When continuous monitoring is performed, loss of beat-to-beat variability will occur during general anesthesia or sedation, but fetal bradycardia should not. Decelerations may indicate the need to increase maternal oxygenation, elevate maternal blood pressure, increase uterine displacement, change the site of surgical retraction, or begin tocolysis. Fetal monitoring can help the anesthesiologist assess adequacy of perfusion during induced hypotension, CPB, or procedures involving large fluid shifts. If the mother is awake during regional anesthesia, it can be very reassuring for her to hear fetal heart tones during the procedure. However, intraoperative fetal monitoring may be impractical in urgent situations or during abdominal surgery. Monitoring has not been shown to improve fetal outcome. Personnel with labor and delivery (L&D) expertise may not be readily available, and misinterpretation of the fetal monitor tracing could lead to unnecessary preterm delivery.20 ACOG supports preoperative consultation with an obstetrician before any nonobstetric surgery during pregnancy but states that the need for fetal monitoring should be decided on a case-by-case basis.19
General anesthesia should include full preoxygenation and denitrogenation, rapid sequence induction with cricoid pressure, and avoidance of hypoxia. Keep in mind the pregnant airway is more edematous and vascular, and visualization may be more difficult during laryngoscopy. During the first trimester, high-dose ketamine (>2 mg per kg) may cause uterine hypertonus although usual doses are safe. MAC is decreased 25% to 40% during pregnancy, and inhalational agents should be kept below 2.0 MAC to prevent decreased maternal cardiac output. Nitrous oxide may be used at the anesthesiologist’s discretion. Administering muscle relaxant reversal agents slowly has been recommended to prevent acute increases in acetylcholine that might induce uterine contractions.

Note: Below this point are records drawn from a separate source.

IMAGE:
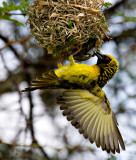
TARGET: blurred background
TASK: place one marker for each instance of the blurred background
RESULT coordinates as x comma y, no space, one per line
31,125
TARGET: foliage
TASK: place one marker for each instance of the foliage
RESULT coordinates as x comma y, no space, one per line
7,8
107,4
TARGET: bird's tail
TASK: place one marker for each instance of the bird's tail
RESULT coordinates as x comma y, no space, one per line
46,81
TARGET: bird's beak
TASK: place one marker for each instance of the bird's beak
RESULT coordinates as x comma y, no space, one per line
99,55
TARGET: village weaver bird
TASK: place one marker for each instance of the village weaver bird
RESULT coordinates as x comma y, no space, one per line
83,100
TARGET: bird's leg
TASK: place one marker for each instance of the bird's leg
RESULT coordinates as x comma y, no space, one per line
71,60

Regional anesthetic techniques have the advantage of minimizing drug exposure in early pregnancy. If sedation is avoided, there should be no changes in FHR variability during continuous fetal monitoring. Prevent hypotension after neuraxial techniques with adequate volume replacement and uterine tilt and treat hypotension aggressively with pressors (phenylephrine or ephedrine) if needed. Decrease the neuraxial dose of local anesthetic by approximately one-third from that used in nonpregnant patients. Regional anesthetics provide excellent postoperative pain control, reducing maternal sedation so that (a) the patient can report symptoms of preterm labor, (b) FHR variability is maintained, and (c) early mobilization can occur, reducing the risk of thromboembolic complications.
V.Postoperative care
Postoperative monitoring of FHR and uterine activity should continue. Preterm labor must be treated early and aggressively. Monitoring may require recovery in the L&D unit or provision of L&D nursing expertise in the surgical recovery area or intensive care unit (ICU). Remember that parenteral pain medications will decrease FHR variability; therefore, neuraxial techniques or peripheral nerve blocks should be used when possible. Pregnant patients are at high risk for thromboembolism and should be mobilized as quickly as possible—another reason for aggressive postoperative pain management. If mobilization is not possible, prophylactic anticoagulation should be considered. Maintain maternal oxygenation and left uterine displacement. Neonatology should be notified if the fetus is more than 23 weeks’ gestational age so that the mother can be counseled should preterm labor occur.
CLINICAL PEARLKey postoperative management includes continued monitoring of FHR and uterine activity if the fetus is viable and use of thromboprophylactic measures.